Des familles d’étudiants capturés par le Service Bolivarien d’Intelligence Nationale (SEBIN) et des militants des droits humains ont dénoncé en janvier que les jeunes sont soumis à des traitements cruels dans les « tumbas », en référence aux sous-sols du siège central du SEBIN de Caracas, qui n’ont pas accès à la lumière naturelle et seraient à basse température. Cependant, le défenseur du peuple, Tareck William Saab, a démenti que les corps de sécurité de l’Etat commettent des abus comme pratique régulière et soutient la proposition du Ministère de la Défense, qui n’a pas encore été approuvée par le Parlement, d’autoriser que la Force Armée exerce non seulement des fonctions de contrôle de l’ordre public pour contenir des manifestations, mais qu’en plus elle utilise des armes à feu en cas de manifestations violentes, bien que dans l’article 68 la Constitution interdise « l’usage des armes à feu et des substances toxiques dans le contrôle des manifestations pacifiques ».

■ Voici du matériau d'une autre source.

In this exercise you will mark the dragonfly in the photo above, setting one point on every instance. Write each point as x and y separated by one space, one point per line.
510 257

La libération des dirigeants d’opposition est devenue une revendication sans objection possible pour la dissidence et une concession non négociable pour le gouvernement. Les cas les plus emblématiques sont ceux de Leopold López, fondateur du parti Voluntad Popular et qui fut accusé d’incitation à la violence lors des révoltes de février 2014 ; l’alcalde métropolitain de Caracas, Antonio Ledezma, et Daniel Ceballos, ex-alcalde de San Cristobal, capitale de l’Etat de Táchira. Durant le 7e sommet des Amériques, qui fut célébré au Panama les 10 et 11 avril, une vingtaine d’ex-présidents souscrivirent une déclaration pour demander la libération des prisonniers politiques.
Un autre débat occupe aujourd’hui les dirigeants qui sont en liberté : définir leurs candidats aux parlementaires par des primaires ou par consensus. Début mars, les porte-paroles de la coalition de partis « Mesa de la Unidad Democrática » (MUD) ont annoncé que les aspirants à 38 des 87 circonscriptions seraient élus par vote interne. Les dirigeants du parti gouvernemental comme Diosdado Cabello, président du Parlement, ont mis en doute la légitimité de ces candidatures, tandis que les secteurs les plus radicaux de l’opposition, menés aujourd’hui par l’ex-députée Maria Corina Machado, exigent que tous les postulants soient élus dans les urnes.
Face à la décision du président étatsunien Barack Obama d’approuver le 9 mars un ordre exécutif qui sanctionne 7 fonctionnaires du gouvernement vénézuélien comme responsables de violations de droits humains dans les manifestations, et qui identifie le Venezuela comme une « inhabituelle et extraordinaire menace à la sécurité nationale et politique internationale » des Etats-Unis, l’UNASUR (Union des Nations Sud-américaines) et la CELAC (Communauté d’Etats Latinoaméricains et Caribéens) ont émis des déclarations appelant au dialogue entre les deux pays sur les principes de respect de la souveraineté et de l’autodétermination des peuples, de la non-ingérence dans les affaires internes des Etats et de la nécessité d’éviter des mesures coercitives unilatérales qui contreviennent au Droit International.